Lightfoot also went after Garcia after he highlighted the need “to be collaborative, to get together and convene other leaders to figure out strategies” to combat the opioid crisis.

“I agree that we need collaboration at all levels of government,” the mayor responded. “Congressman Garcia, you must have missed that when you were cutting deals with Sam Bankman-Fried, the crypto crook, [and] Mike Madigan, the indicted [Illinois House] speaker and cutting red-light camera deals, because we are doing that.”

A rare moment of levity came after Vallas accidentally referred to Johnson as “Dr. Johnson,” a misstatement that Johnson quipped “increased my student loans by $100,000.”
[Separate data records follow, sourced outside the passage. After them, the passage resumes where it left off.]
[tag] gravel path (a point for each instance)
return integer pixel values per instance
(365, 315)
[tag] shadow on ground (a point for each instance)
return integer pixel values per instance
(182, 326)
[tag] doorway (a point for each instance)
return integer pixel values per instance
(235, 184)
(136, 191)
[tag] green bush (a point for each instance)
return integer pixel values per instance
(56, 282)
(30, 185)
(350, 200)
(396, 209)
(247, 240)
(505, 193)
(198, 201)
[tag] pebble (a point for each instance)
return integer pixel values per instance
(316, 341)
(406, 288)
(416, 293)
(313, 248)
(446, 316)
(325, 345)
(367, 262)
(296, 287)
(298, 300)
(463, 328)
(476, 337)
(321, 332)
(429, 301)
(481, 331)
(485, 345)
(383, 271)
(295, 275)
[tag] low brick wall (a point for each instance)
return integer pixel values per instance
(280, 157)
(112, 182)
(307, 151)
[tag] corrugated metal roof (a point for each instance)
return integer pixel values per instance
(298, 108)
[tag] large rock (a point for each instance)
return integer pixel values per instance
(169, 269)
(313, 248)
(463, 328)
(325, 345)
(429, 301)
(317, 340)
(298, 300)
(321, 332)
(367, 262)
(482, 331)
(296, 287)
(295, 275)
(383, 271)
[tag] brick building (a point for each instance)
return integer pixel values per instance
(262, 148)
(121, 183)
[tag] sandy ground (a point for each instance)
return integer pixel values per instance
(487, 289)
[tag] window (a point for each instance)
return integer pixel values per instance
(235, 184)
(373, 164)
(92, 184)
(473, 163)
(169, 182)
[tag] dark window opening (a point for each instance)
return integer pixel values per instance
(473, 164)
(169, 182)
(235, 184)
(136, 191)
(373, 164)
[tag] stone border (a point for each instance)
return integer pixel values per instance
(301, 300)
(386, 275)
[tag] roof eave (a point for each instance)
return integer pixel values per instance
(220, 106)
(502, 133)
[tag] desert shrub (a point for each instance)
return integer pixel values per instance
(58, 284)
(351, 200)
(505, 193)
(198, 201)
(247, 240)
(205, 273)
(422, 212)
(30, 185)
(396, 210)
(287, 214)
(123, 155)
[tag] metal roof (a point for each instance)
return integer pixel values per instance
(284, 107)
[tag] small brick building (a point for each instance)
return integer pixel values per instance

In a lightning round series of responses over how to deal with the Chicago Bears potentially ditching Soldier Field for a new home in Arlington Heights, Lightfoot, Garcia, Johnson, King and Green said they’d lobby to keep the team lakeside. Buckner, Sawyer and Vallas suggested they were resigned to the team leaving for the suburbs — and Wilson said he’d try to “bring another team here.”

Wilson entered the home stretch of the mayor’s race with the largest political warchest at his disposal, with about $4.1 million for his self-funded campaign.

Lightfoot closed the final quarter of 2022 with $1.4 million in her campaign fund, though she’s spent money about twice as fast as she’s managed to raise it.

Johnson, backed by several major unions, had $1.3 million in the bank, about the same as Garcia. Vallas had $1.1 million, with the other candidates well behind on the fundraising scorecard.

The full debate will be re-aired on ABC 7 at 10:30 p.m. Sunday. It’s also available on the station’s website.

The debate will be aired with Spanish translation at 4 p.m. Sunday on UNIMAS (WXFT-TV).